AB 175475
van Singer Christian · Nationalrat · Waadt · Grüne Fraktion · 2013-09-11
Wortprotokoll
"Les menaces militaires restent à l'arrière-plan ... La menace militaire classique reste faible pour notre pays ... Si une nouvelle menace de guerre devait se développer en Europe centrale, on peut s'attendre à une période de préalerte d'environ dix ans." Ce n'est pas moi qui l'affirme, mais le rapport de situation 2013 du Service de renseignement de la Confédération intitulé "La sécurité de la Suisse".
Le groupe des Verts vous demande de tirer les conclusions qui s'imposent au vu de l'évolution de la situation internationale. L'URSS a éclaté, le rideau de fer est tombé, nous sommes entourés de pays amis avec lesquels nous collaborons aujourd'hui déjà pour assurer la sécurité aérienne civile et militaire. Nous n'avons donc pas besoin, dans un avenir proche, d'un avion de combat. Les 33 F/A-18 suffisent amplement à assurer la police du ciel; nous ne devons donc pas gaspiller des milliards de francs dans un achat inutile.
Je vous rappelle qu'aujourd'hui nous prenons un engagement financier pour plus de 9 milliards de francs: 3,126 milliards de francs pour l'achat, plus de 3 milliards de francs pour la mise à jour pendant la durée de vie de l'appareil et plus de 3 milliards de francs pour son exploitation.
Les spécialistes de RUAG nous l'ont affirmé: un avion de combat revient en fin de compte à trois fois son prix d'achat. Engager ces milliards de francs pour un avion de combat dont nous n'avons pas besoin nous empêche de faire d'autres dépenses importantes non seulement pour le civil, comme le renouvellement et le développement des infrastructures, des transports, de l'énergie, le soutien à la recherche, à l'agriculture, etc., mais aussi pour d'autres domaines importants de l'armée. Les dirigeants militaires nous préparent aujourd'hui pour une guerre qui n'aura jamais lieu. Ils me font penser aux généraux français qui, dans l'entre-deux-guerres, construisaient la ligne Maginot et se vantaient d'avoir la meilleure cavalerie du monde.
Aujourd'hui, c'est la même chose avec cet avion de combat. Si vous lisez les revues militaires, vous voyez que dans dix ans, les drones supplanteront probablement en grande partie les avions de combat. Le simple bon sens nous dit que les dépenses que nous faisons aujourd'hui pour renouveler l'artillerie, les chars, les avions de combat sont des dépenses en pure perte. Les sommes qu'investit notre armée pour se défendre contre le terrorisme, contre la cyberguerre, pour se préparer à affronter des pénuries de matières premières - toutes ces menaces réelles d'aujourd'hui - sont très réduites, en comparaison avec ce que nous gaspillons pour des dépenses militaires dont on n'aura pas besoin.
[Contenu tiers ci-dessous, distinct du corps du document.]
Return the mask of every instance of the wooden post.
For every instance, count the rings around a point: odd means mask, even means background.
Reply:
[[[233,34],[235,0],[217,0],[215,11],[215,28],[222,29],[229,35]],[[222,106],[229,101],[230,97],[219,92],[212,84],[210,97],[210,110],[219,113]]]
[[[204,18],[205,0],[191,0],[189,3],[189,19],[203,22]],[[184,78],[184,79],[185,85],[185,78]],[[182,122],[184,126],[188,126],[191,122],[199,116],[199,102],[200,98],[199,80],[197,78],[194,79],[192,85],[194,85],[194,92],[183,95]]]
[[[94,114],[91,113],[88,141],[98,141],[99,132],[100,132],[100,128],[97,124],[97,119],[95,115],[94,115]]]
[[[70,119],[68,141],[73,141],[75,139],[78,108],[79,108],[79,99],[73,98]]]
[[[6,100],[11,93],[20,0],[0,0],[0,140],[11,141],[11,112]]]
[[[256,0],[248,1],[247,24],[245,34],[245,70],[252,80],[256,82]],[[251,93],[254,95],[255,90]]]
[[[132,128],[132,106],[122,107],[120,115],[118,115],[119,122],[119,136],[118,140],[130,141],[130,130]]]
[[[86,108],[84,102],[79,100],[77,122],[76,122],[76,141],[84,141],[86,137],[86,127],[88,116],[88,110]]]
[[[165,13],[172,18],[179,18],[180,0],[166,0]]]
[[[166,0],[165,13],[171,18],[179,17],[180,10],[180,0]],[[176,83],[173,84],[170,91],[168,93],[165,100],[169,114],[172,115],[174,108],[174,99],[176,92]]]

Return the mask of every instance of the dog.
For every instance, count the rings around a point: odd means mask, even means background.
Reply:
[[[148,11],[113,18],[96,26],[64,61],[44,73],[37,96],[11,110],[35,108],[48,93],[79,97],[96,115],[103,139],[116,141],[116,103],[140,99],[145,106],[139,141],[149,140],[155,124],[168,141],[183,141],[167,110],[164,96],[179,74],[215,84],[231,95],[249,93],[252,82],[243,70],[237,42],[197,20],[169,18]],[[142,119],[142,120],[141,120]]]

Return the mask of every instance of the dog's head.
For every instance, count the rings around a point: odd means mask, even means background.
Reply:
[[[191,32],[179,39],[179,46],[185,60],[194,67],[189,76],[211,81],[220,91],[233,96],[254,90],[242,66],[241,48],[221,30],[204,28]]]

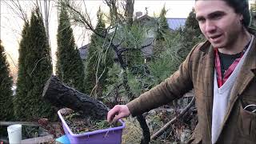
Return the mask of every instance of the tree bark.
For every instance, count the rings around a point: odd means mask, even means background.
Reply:
[[[109,110],[102,102],[66,86],[56,76],[46,82],[42,97],[57,107],[68,107],[94,119],[106,119]]]

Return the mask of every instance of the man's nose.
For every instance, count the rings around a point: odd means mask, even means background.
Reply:
[[[213,33],[216,30],[215,24],[211,21],[206,22],[206,31],[207,33]]]

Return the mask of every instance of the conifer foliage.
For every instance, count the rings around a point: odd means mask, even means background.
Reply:
[[[19,47],[17,95],[14,114],[18,120],[54,118],[56,112],[43,101],[44,84],[52,74],[50,46],[39,9],[31,14],[30,24],[26,23]]]
[[[14,120],[12,78],[10,74],[9,64],[6,61],[4,47],[0,40],[0,119]]]
[[[84,66],[77,49],[68,14],[61,8],[58,28],[57,76],[70,86],[84,92]]]
[[[101,10],[97,14],[98,23],[95,28],[97,33],[105,35],[106,33],[106,25],[103,20],[103,14]],[[97,84],[96,90],[94,90],[98,95],[102,94],[102,90],[106,88],[106,79],[107,77],[108,70],[112,67],[113,51],[111,48],[107,50],[108,43],[104,44],[104,39],[95,34],[93,34],[90,38],[90,44],[88,50],[88,57],[86,58],[86,93],[90,94],[96,85],[96,75],[98,63],[99,66],[98,69],[98,77],[102,76]],[[100,54],[102,54],[100,56]],[[100,58],[100,59],[98,59]],[[94,93],[95,94],[95,93]],[[94,95],[95,96],[95,95]],[[96,96],[95,96],[96,97]]]

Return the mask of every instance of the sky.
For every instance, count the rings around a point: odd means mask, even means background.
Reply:
[[[56,0],[51,0],[50,3],[50,42],[51,47],[51,55],[54,63],[56,62],[56,50],[57,50],[57,30],[58,30],[58,11],[56,6]],[[82,0],[75,0],[81,6],[85,6]],[[102,0],[84,0],[90,17],[92,18],[93,23],[95,25],[96,13],[98,7],[107,13],[107,6]],[[251,2],[252,0],[250,0]],[[6,5],[6,2],[11,5],[10,0],[0,0],[1,3],[1,18],[0,18],[0,39],[5,47],[6,54],[8,61],[10,64],[10,69],[13,73],[18,70],[18,43],[21,39],[21,33],[24,22],[18,14],[15,14]],[[31,10],[34,7],[35,0],[22,0],[19,1],[22,10],[30,19]],[[141,11],[146,13],[146,8],[148,11],[148,15],[158,15],[163,6],[168,10],[166,18],[187,18],[194,5],[194,0],[135,0],[134,2],[134,14]],[[74,35],[75,42],[78,47],[81,47],[87,44],[90,41],[90,33],[84,30],[83,28],[74,26]]]
[[[76,0],[77,2],[80,2],[82,6],[83,6],[82,0]],[[0,1],[1,2],[1,40],[2,45],[5,47],[6,53],[8,57],[8,60],[10,62],[11,69],[17,68],[18,58],[18,43],[21,39],[21,33],[23,26],[23,21],[18,17],[18,14],[14,14],[14,11],[6,5],[6,2],[11,5],[10,1]],[[31,9],[34,7],[33,2],[35,1],[19,1],[20,4],[28,15],[30,19],[30,14]],[[90,17],[92,18],[93,22],[96,23],[96,13],[98,7],[101,6],[103,11],[107,12],[106,6],[102,0],[85,0],[87,11],[90,14]],[[166,6],[166,9],[168,10],[166,14],[167,18],[186,18],[189,13],[192,10],[192,6],[194,4],[194,0],[182,0],[182,1],[146,1],[146,0],[135,0],[134,2],[134,12],[142,11],[146,13],[146,7],[148,10],[150,16],[154,14],[158,15],[161,9],[163,6]],[[52,50],[52,56],[54,58],[54,62],[55,61],[55,53],[57,49],[57,30],[58,30],[58,12],[56,9],[56,3],[54,1],[51,1],[50,9],[50,46]],[[89,35],[90,33],[85,32],[83,29],[78,26],[73,26],[75,42],[78,47],[81,47],[89,42]]]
Les risques ont changé; il faut que l'armée évolue! Mais même si l'on arrivait à la conclusion qu'on devait aujourd'hui acheter un avion de combat, l'achat du Gripen ne serait pas le plus approprié.
Après la débâcle financière de l'achat du Mirage III S, le Parlement s'était promis de ne plus jamais acheter un appareil qui ne soit déjà opérationnel dans une armée. Oubliées, ces sages décisions! La commission avait fixé deux conditions: ne pas verser plus de 15 pour cent du prix avant de recevoir le premier avion et limiter les risques de change, car le prix d'achat est fortement lié à l'inflation suédoise. Aucune de ces conditions n'est remplie. Nous allons verser 1 milliard de francs, donc 40 pour cent de ce que nous allons payer aux Suédois pour l'achat, avant de toucher le premier avion. Le risque d'inflation en Suède est toujours là; ces dernières décennies, il y a eu des périodes où l'inflation entre la Suède et la Suisse était très différente. Le prix d'achat risque d'augmenter du tiers, voire de la moitié, suivant l'évolution sur quinze ans. Nous ne devons pas poursuivre dans cette ligne.
L'achat des Gripen ne profiterait ni à la Suisse dans son ensemble ni à la sécurité de notre pays, mais uniquement aux marchands de canons, à l'industrie de l'armement et à ses agences tel le Groupe romand pour le matériel de défense et de sécurité.
Le groupe des Verts vous demande donc de soutenir la proposition de non-entrée en matière de la minorité Allemann, ainsi que les propositions de renvoi au Conseil fédéral des minorités I (Müller Walter) et II (Fischer Roland), et de rejeter l'achat de cet avion ou de repousser cette décision.
Si vous ne deviez pas soutenir ces propositions, il est évident que les Verts lanceraient un référendum, car ils sont convaincus que le peuple ne va pas soutenir un achat inutile.